Iralian police clashed with demonstrators in a poor quarter of Naples today after a night of riots over the Italian government's attempt to end the chronic rubbish problem by opening new dumps against locals' wishes.
Witnesses said two police officers and two protesters were hurt when police tried to remove a bus used as a barricade to block access to a landfill site at a quarry in the Chiaiano neighbourhood.
Police said protesters had thrown a petrol bomb.
The location of new dumps was being kept secret but clashes erupted overnight in Chiaiano, on the outskirts of the southern port city, after an official said it would be used for some of the trash piling up in the streets of Naples since the end of last year, when almost all dumps were declared full.
New Prime Minister Silvio Berlusconi has made the crisis a priority and passed a decree this week allowing new landfill sites and making them military zones, to dissuade protests.
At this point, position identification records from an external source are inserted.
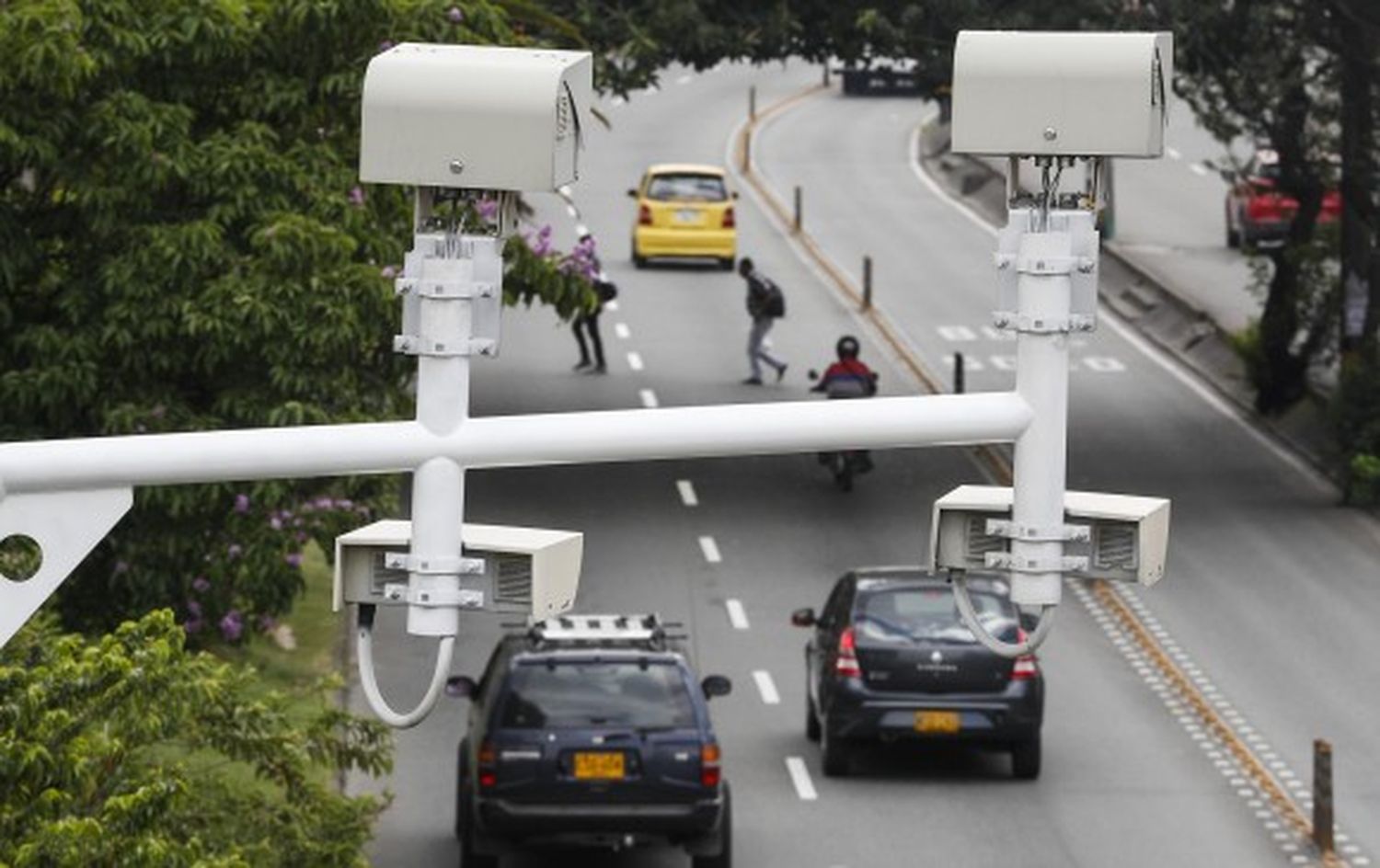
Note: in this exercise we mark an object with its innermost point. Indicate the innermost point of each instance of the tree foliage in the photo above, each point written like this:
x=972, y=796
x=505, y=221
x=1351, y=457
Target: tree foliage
x=184, y=246
x=134, y=751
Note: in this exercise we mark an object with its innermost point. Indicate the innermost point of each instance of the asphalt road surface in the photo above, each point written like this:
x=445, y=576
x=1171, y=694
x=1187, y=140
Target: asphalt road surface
x=1269, y=595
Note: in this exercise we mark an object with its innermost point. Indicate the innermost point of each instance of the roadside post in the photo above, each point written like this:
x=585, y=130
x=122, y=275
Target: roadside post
x=466, y=124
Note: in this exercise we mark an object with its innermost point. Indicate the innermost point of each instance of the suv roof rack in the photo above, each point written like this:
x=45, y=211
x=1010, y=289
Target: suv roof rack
x=643, y=630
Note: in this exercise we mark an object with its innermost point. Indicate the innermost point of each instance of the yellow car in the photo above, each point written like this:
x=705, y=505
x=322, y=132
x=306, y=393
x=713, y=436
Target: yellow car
x=684, y=210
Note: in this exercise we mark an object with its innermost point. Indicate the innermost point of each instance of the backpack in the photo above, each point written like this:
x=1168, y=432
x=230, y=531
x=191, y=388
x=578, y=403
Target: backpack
x=775, y=303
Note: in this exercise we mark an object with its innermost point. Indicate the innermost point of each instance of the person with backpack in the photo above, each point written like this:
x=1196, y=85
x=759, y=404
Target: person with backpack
x=766, y=303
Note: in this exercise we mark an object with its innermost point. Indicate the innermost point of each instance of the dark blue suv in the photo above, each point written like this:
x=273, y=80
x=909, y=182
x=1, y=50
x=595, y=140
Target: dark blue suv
x=591, y=730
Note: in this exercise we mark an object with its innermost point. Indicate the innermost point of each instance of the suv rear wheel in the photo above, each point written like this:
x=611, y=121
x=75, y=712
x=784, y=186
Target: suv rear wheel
x=725, y=857
x=1026, y=760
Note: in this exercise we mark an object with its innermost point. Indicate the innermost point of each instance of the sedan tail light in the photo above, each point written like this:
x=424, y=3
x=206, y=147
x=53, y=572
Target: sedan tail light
x=488, y=766
x=1026, y=667
x=846, y=664
x=709, y=773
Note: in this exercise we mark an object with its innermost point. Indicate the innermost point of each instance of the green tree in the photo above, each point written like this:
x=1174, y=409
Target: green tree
x=184, y=246
x=134, y=751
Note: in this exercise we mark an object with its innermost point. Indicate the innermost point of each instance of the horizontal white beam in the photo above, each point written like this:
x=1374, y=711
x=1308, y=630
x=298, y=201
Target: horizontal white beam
x=515, y=440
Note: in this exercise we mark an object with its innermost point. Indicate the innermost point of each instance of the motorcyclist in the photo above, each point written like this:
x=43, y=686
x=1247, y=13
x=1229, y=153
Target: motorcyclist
x=847, y=377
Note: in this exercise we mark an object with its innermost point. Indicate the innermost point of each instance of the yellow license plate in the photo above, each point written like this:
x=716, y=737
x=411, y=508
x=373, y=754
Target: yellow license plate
x=936, y=722
x=599, y=766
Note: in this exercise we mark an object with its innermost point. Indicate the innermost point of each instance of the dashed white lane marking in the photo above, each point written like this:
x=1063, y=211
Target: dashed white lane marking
x=711, y=550
x=766, y=688
x=800, y=779
x=687, y=495
x=737, y=616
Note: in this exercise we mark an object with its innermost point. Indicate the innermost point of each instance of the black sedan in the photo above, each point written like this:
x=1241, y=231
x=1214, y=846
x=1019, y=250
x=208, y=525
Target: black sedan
x=891, y=661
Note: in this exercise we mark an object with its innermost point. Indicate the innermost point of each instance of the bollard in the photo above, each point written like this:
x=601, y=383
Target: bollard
x=1322, y=817
x=867, y=283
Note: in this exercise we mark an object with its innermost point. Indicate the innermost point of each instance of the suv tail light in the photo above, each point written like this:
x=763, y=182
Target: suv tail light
x=488, y=766
x=846, y=664
x=709, y=765
x=1024, y=668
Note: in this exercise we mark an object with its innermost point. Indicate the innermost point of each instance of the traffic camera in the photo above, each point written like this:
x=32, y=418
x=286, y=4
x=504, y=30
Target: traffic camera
x=475, y=116
x=511, y=570
x=1040, y=94
x=1106, y=536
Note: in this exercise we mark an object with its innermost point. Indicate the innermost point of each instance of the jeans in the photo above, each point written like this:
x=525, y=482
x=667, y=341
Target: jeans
x=756, y=355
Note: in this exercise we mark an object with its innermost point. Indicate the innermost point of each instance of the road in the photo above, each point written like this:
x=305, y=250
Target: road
x=1128, y=780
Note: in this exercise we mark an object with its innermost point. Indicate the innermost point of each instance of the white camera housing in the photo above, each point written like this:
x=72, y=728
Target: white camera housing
x=1062, y=94
x=526, y=570
x=1126, y=537
x=475, y=116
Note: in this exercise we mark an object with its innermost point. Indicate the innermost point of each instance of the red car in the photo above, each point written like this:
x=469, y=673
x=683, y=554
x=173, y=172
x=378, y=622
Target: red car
x=1258, y=211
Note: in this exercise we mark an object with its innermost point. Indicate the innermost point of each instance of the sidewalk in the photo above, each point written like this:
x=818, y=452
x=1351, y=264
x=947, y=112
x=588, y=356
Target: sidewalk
x=1154, y=306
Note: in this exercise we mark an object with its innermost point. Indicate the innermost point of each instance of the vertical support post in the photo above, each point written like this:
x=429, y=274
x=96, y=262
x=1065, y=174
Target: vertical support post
x=867, y=283
x=1043, y=306
x=1322, y=816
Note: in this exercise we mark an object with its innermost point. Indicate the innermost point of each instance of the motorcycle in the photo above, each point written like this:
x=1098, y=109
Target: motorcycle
x=845, y=464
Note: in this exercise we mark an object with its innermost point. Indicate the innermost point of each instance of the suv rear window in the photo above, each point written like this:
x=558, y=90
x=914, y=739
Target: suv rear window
x=579, y=694
x=686, y=188
x=927, y=613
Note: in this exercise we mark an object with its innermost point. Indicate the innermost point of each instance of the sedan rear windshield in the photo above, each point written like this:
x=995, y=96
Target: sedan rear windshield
x=686, y=188
x=930, y=613
x=602, y=693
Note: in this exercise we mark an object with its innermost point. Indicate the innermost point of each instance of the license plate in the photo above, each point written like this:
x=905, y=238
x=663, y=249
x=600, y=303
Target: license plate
x=599, y=766
x=936, y=722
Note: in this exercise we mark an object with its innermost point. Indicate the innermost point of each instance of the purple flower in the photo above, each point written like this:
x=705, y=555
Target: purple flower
x=232, y=625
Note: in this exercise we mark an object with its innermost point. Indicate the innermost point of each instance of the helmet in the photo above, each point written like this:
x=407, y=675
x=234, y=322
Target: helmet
x=847, y=347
He held a cabinet meeting in the city on Wednesday to highlight the trash crisis, which he has vowed to treat "exactly as if it were an emergency caused by an earthquake or volcano eruption".
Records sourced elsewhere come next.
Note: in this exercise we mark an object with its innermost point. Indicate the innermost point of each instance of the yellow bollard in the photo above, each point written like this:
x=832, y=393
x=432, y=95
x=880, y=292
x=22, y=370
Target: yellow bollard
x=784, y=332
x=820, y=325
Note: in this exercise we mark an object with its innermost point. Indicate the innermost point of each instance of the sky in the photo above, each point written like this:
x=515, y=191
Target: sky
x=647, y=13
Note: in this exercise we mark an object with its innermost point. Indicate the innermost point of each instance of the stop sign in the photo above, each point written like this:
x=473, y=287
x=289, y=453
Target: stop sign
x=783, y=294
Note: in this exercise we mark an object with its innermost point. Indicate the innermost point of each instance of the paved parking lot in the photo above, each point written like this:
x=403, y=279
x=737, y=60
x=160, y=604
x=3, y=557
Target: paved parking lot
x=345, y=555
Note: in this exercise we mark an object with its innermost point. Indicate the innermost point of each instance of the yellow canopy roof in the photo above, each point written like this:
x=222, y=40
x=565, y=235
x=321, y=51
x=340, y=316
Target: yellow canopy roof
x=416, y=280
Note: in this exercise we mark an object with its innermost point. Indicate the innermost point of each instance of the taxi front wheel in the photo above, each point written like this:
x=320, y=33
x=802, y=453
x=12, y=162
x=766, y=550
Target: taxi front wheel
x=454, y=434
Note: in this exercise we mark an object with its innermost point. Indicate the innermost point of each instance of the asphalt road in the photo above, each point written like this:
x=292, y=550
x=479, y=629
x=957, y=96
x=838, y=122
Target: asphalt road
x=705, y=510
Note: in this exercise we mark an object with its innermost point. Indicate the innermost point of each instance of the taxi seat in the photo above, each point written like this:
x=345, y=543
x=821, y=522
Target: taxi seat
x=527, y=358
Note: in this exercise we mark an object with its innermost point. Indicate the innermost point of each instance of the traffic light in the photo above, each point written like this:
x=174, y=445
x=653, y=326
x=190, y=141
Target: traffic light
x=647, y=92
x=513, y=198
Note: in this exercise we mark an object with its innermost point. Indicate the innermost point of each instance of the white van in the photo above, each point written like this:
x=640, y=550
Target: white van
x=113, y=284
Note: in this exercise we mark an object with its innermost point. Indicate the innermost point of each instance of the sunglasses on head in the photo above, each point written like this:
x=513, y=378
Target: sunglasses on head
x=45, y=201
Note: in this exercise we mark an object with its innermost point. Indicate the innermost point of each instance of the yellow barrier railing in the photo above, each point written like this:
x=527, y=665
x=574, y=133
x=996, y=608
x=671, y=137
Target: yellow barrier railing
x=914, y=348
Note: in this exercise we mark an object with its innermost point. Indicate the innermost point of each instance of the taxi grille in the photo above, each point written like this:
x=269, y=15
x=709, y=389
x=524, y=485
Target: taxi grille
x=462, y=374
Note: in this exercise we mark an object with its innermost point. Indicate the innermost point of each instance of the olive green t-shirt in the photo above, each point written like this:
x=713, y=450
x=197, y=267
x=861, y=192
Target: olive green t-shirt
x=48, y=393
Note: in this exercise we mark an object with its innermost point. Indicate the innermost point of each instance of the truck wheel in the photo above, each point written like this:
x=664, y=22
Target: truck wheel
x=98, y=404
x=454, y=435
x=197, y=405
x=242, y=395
Politicians from right and left said they understood locals' sentiments but said landfills were more hygienic than leaving trash to rot or burn in plastic sacks in the street. The dumps are a temporary move while new waste incinerators are built.
"The mayors of towns where tips will be opened must make people see that more damage is done to the environment and their health by rubbish tipped on the street and set on fire," said Maurizio Gasparri, from Berlusconi's conservative party.
"The exasperation of the people in Chiaiano about being chosen for Naples' urban rubbish does not justify violence," said Ermete Realacci, shadow environment minister for the centre-left opposition. "And this is not dangerous waste."
In the election campaign Berlusconi blamed the outgoing centre-left government for a crisis dating back 14 years which has caused illness and scared off tourists. But critics say he should have dealt with it when he was last premier from 2001-2006.
The situation is further complicated by the involvement of the Naples mafia, or "Camorra", in the lucrative business of illegally disposing of toxic waste for Italian industry.